Greed Generator: Grandparents
Maybe they give her boatloads of presents every holiday, or maybe they simply bring a gift every time they visit. They do it out of love, of course, but if the first thing out of your child's mouth when Grandma walks in the door is, "Where's my present?" it's time to rein in their generosity. Robin Goodman, Ph.D., a clinical psychologist in New York City, suggests having a conversation with Granny and Grandpa when the kids are out of earshot: "Tell them you appreciate their generosity, but you're worried that your child is focusing on their gifts rather than their relationship. Then problem-solve with them. You might suggest a specific item they can buy or discuss limiting the amount of gifts or number of occasions." Another great idea: For the next holiday, ask them to give your child a coupon for an outing, maybe to a museum, a hockey game, or a movie. "Going out for a special day can be a big deal to her, and a lot more memorable than getting a pile of new toys," says Dr. Goodman.

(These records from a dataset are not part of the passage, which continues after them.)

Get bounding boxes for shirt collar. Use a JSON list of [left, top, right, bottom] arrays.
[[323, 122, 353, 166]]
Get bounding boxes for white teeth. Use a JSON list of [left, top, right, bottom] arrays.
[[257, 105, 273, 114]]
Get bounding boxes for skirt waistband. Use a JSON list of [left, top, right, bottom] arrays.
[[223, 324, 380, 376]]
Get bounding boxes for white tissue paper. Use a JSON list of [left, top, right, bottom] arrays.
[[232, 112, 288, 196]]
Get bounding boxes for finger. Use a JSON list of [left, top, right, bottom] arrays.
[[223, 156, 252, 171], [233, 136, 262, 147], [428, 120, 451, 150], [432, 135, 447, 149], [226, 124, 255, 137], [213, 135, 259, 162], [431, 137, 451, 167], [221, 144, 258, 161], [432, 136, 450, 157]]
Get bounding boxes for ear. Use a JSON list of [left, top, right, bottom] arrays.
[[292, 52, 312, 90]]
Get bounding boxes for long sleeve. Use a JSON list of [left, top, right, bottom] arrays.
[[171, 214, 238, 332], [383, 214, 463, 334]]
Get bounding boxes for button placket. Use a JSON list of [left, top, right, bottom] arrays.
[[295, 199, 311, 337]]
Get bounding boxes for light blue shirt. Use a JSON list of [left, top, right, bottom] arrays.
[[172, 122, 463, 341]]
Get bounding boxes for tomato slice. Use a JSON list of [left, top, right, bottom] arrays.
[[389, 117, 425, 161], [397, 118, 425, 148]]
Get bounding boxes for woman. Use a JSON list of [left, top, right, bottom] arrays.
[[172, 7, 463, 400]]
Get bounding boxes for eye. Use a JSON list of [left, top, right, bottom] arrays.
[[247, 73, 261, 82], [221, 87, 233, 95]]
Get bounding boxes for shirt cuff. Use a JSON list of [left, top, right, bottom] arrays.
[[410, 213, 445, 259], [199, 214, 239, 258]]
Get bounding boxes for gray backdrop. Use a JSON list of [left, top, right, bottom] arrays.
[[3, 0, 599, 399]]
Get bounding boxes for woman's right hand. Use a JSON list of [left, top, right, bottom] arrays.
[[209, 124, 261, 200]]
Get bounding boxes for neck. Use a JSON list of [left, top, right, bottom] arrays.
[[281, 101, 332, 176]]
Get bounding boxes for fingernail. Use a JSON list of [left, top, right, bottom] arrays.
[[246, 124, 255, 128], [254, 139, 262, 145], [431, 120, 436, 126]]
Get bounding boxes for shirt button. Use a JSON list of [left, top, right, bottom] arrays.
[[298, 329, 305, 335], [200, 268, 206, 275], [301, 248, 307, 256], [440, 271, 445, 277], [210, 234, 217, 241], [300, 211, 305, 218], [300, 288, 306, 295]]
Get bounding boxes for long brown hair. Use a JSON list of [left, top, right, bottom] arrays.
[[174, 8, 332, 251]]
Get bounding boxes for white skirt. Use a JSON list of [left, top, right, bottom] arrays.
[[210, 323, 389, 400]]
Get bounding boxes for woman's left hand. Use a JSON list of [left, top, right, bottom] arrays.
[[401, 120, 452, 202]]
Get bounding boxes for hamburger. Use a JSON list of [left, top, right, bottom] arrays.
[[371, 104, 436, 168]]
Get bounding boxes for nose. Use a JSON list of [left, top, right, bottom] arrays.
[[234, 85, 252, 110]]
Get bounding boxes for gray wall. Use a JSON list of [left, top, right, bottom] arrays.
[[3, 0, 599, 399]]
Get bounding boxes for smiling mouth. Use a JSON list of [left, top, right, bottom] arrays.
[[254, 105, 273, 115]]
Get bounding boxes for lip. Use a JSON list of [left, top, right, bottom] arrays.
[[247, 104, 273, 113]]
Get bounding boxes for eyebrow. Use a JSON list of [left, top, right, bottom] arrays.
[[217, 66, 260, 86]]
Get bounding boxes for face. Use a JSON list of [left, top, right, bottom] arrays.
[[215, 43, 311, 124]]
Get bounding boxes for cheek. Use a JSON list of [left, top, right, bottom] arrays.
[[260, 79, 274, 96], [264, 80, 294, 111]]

Greed Generator: Mom & Dad (That's You!)
The best thing you can do to teach your child the importance of nonmaterial values is to practice them yourself. In other words, buy less stuff -- and make sure he doesn't hear you whining about how you wish you could afford that expensive handbag you saw on your latest trip to the mall. "If you're building your Christmas around shopping for gifts, that's what your child will think the holiday is about," says Dr. Kasser. Instead, emphasize holiday traditions that don't cost any money, like cookie baking, singing carols, and creating homemade gifts.